From a defensive standpoint we must continue efforts to reduce submarine detect-ability from non-acoustic sensors and perhaps most importantly from spaced based systems. The worldwide coverage provided by satellite constellations possibly incorporating new sensor technology could soon start to clear up the current opaqueness of the world’s oceans.
At the same time, there are offensive actions that can be employed to protect our forces. We must be able to tactically engage and employ joint information warfare as a capability to protect submarines during peacetime and combat operations. This might include the identification of operational adversaries that must be located, tracked, and destroyed by other joint forces in order to maintain our stealth or survivability. No longer will submarine warfare be us against everybody. Information superiority will provide submariners increased warning of attack, enhanced operational deception, and joint, integrated defense against detection and attack by enemy forces.
In order to optimize the three preceding concepts, the enabling concept of focused logistics must also be developed. JV 2010’s goal is simple, the logistics of the future ” … will be fully adaptive … providing support in hours or days versus weeks.” This in turn will enable joint forces to be “more mobile, versatile and projectable from anywhere in the world.”
The is an important operational concept that submarine warfighters too often take for granted.
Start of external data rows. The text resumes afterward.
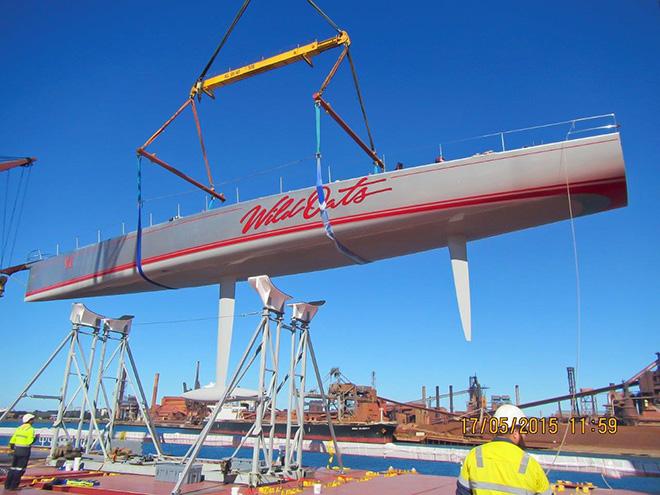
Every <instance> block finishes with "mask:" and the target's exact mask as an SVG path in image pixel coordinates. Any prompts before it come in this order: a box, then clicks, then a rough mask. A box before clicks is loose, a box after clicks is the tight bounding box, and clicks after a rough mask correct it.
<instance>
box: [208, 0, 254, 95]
mask: <svg viewBox="0 0 660 495" xmlns="http://www.w3.org/2000/svg"><path fill="white" fill-rule="evenodd" d="M249 4H250V0H245V1H244V2H243V5H241V8H240V9H239V10H238V12H237V13H236V15H235V16H234V20H233V21H232V23H231V25H230V26H229V29H227V32H226V33H225V35H224V36H223V37H222V40H221V41H220V43H219V44H218V46H217V47H216V49H215V51H214V52H213V55H211V58H210V59H209V61H208V63H207V64H206V67H204V70H203V71H202V73H201V74H200V75H199V77H198V78H197V82H198V83H199V82H201V81H202V80H203V79H204V78H205V77H206V73H207V72H208V71H209V69H210V68H211V66H212V65H213V62H215V58H216V57H217V56H218V53H220V50H222V47H223V46H225V43H226V42H227V40H228V39H229V35H231V32H232V31H233V30H234V28H235V27H236V24H238V21H239V20H240V19H241V17H242V16H243V13H244V12H245V10H246V9H247V7H248V5H249Z"/></svg>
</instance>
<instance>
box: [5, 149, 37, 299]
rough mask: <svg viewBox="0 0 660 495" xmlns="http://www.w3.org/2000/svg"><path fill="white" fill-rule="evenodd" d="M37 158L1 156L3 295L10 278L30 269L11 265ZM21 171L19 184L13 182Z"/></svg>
mask: <svg viewBox="0 0 660 495" xmlns="http://www.w3.org/2000/svg"><path fill="white" fill-rule="evenodd" d="M36 160H37V159H36V158H34V157H16V156H0V178H4V187H3V195H2V197H3V199H2V212H1V217H0V222H1V225H0V297H2V296H3V295H4V289H5V284H6V283H7V280H8V278H9V277H10V276H11V275H13V274H14V273H16V272H19V271H22V270H25V269H27V264H20V265H15V266H9V267H5V263H8V264H11V262H12V258H13V256H14V249H15V248H16V240H17V239H18V232H19V228H20V224H21V217H22V215H23V208H24V206H25V198H26V196H27V189H28V185H29V183H30V175H31V172H32V167H31V165H32V164H33V163H34V162H35V161H36ZM15 174H18V183H17V184H16V185H15V186H14V185H13V184H12V175H15Z"/></svg>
Consider the following scenario where the opening phase of strike operations against a heavy armored advance is still in progress and the six submarines in the joint task force expend their MPM load after only one week. The JTF commander not only wants six fully loaded submarines to replace those returning for weapons resupply but he also wants the turnaround completed in under two weeks. Where will the weapons reload be conducted? Can we and how will we get the weapons there? What will our airlift requirements be? How will we handle multiple ships requiring simultaneous voyage repairs at forward sites? Can we support long term, continuous forward area operations with our current overseas infrastructure and number of tenders? Should we have pre-positioned equipment and capabilities near the world’s hot spots?
As you can see forward area logistics during combat operations quickly become a joint problem. These types of contingencies require well throughout and specifically tailored combat support systems. To be successful in the future we will have to integrate our combat support with other service and defense agencies to take advantage of advanced commercial practices, global networks, and revolutionary information technologies.
Full Spectrum Dominance
The synergy created by the integration of these four operational concepts transcends current conventional warfighting. Taken together these concepts will enable the U.S. military “to dominate the full range of military operations from humanitarian assistance, through peace operations, up to and into highest intensity conflict”.
It is also recognized that no matter how sophisticated technology becomes, the judgment and skill of tactical warfighters will ultimately determine the success of future joint operations.
Submarine Force Vision 2010
The time for implementing Joint Vision 2010 is now! It begins with joint education, training, and doctrine. We can begin now by developing and testing JV 2010’s new operational concepts in simulations, demonstrations, and exercises. While affordability may limit the acquisition of some future technologies, it should not limit our vision. Finally, as we pursue this vision, we must be mindful of our ultimate mission, “to prevent threats to U.S. interests from emerging, deter those that do, and defeat those threats by military force if deterrence fails.